Sedangkan mengenai status Direksi dan Dewan Komisaris, seperti ketentuan
Pasal 2 angka 7 dan Penjelasannya dari UU No. 28 Tahun 1999 tentang
Penyelenggara Negara yang Bersih dan Bebas dari Korupsi, Kolusi, dan
Nepotisme, yang memasukkan Direksi, Komisaris, dan pejabat struktural lainnya
pada BUMN sama dengan penyelenggara negara lainnya.
Tantangan yang masih akan dihadapi adalah melanjutkan secara
bertahap kebijakan reformasi BUMN (restrukturisasi, profitisasi dan privatisasi)
yang akan menyelaraskan secara optimal kebijakan internal perusahaan dan
kebijakan industrial serta pasar tempat BUMN tersebut beroperasi, memisahkan
fungsi komersial dan pelayanan masyarakat pada BUMN serta mengoptimalkan
prinsip-prinsip GCG secara utuh dalam kerangka revitalisasi BUMN.
BAB III
ANALISIS DAN EVALUASI
A. Latar Belakang Disusunnya Undang-Undang Nomor 19 Tahun 2003
1. Riwayat Dibentuknya BUMN
Sebagaimana diamanatkan dalam Pembukaan Undang-Undang Dasar
1945, yang selanjutnya diatur lebih rinci dalam Pasal 33 Undang-Undang Dasar
1945 disebutkan bahwa (1) Perekonomian disusun sebagai usaha bersama
berdasar atas asas kekeluargaan (2) Cabang-cabang produksi yang penting bagi
negara dan yang menguasai hajat hidup orang banyak dikuasai oleh negara (3)
Bumi dan air dan kekayaan alam yang terkandung di dalamnya dikuasai oleh
negara dan dipergunakan untuk sebesar-besar kemakmuran rakyat (4)

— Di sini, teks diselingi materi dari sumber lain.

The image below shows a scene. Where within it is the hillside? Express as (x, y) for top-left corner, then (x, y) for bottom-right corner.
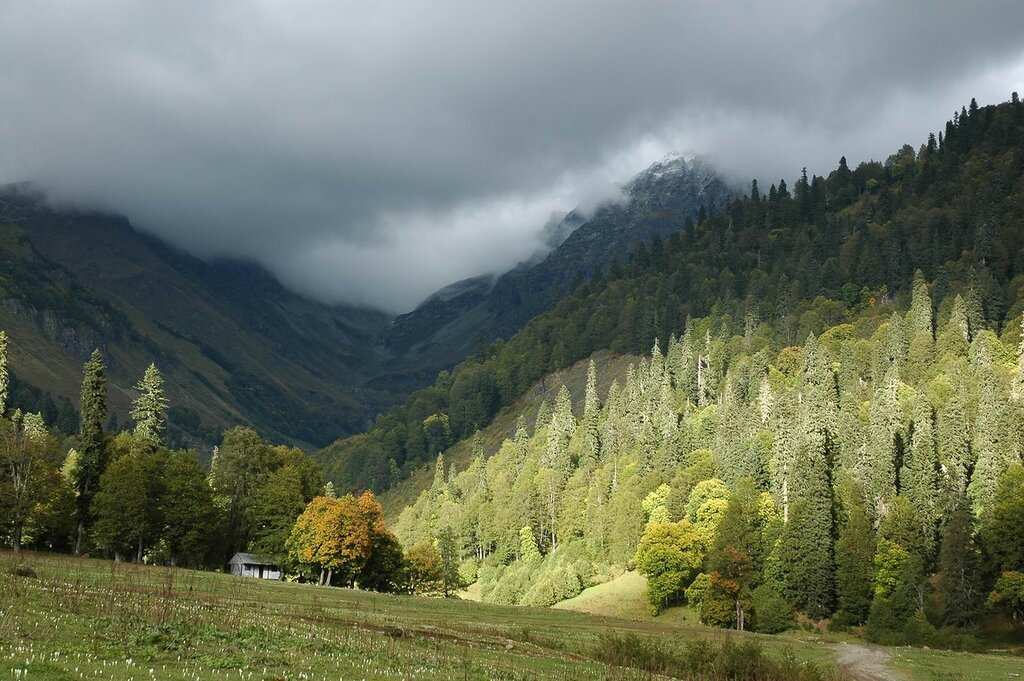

Perekonomian nasional diselenggarakan berdasar atas demokrasi ekonomi
dengan prinsip kebersamaan, efisiensi berkeadilan, berkelanjutan, berwawasan
lingkungan, kemandirian, serta dengan menjaga keseimbangan kemajuan dan
kesatuan ekonomi nasional, sehingga merupakan tugas dan kewajiban
Pemerintah secara konstitusional dalam mewujudkan dan memajukan
kesejahteraan umum bagi seluruh rakyat Indonesia. Dalam rangka mewujudkan
cita-cita nasional tersebut, maka Pemerintah membentuk dan mendirikan Badan
Usaha Milik Negara (BUMN).
BUMN yang seluruh atau sebagian besar modalnya berasal dari kekayaan
negara yang dipisahkan, merupakan salah satu pelaku ekonomi dalam sistem
perekonomian nasional, disamping usaha swasta dan koperasi. Dalam
menjalankan kegiatan usahanya, BUMN secara bersama-sama dengan unit
usaha yang lain melaksanakan perannya masing-masing dan saling mendukung
berdasarkan demokrasi ekonomi.
BUMN berperan dalam menghasilkan barang dan/atau jasa yang
diperlukan dalam rangka mewujudkan sebesar-besarnya kemakmuran
masyarakat. Peran BUMN dalam hal ini sangat diperlukan dalam posisinya
sebagai pelopor dan/atau perintis dalam sektor-sektor usaha yang belum
diminati usaha swasta. Di samping itu, BUMN juga mempunyai peran strategis
sebagai pelaksana pelayanan publik, penyeimbang kekuatan-kekuatan swasta
besar, dan turut membantu pengembangan usaha kecil/koperasi.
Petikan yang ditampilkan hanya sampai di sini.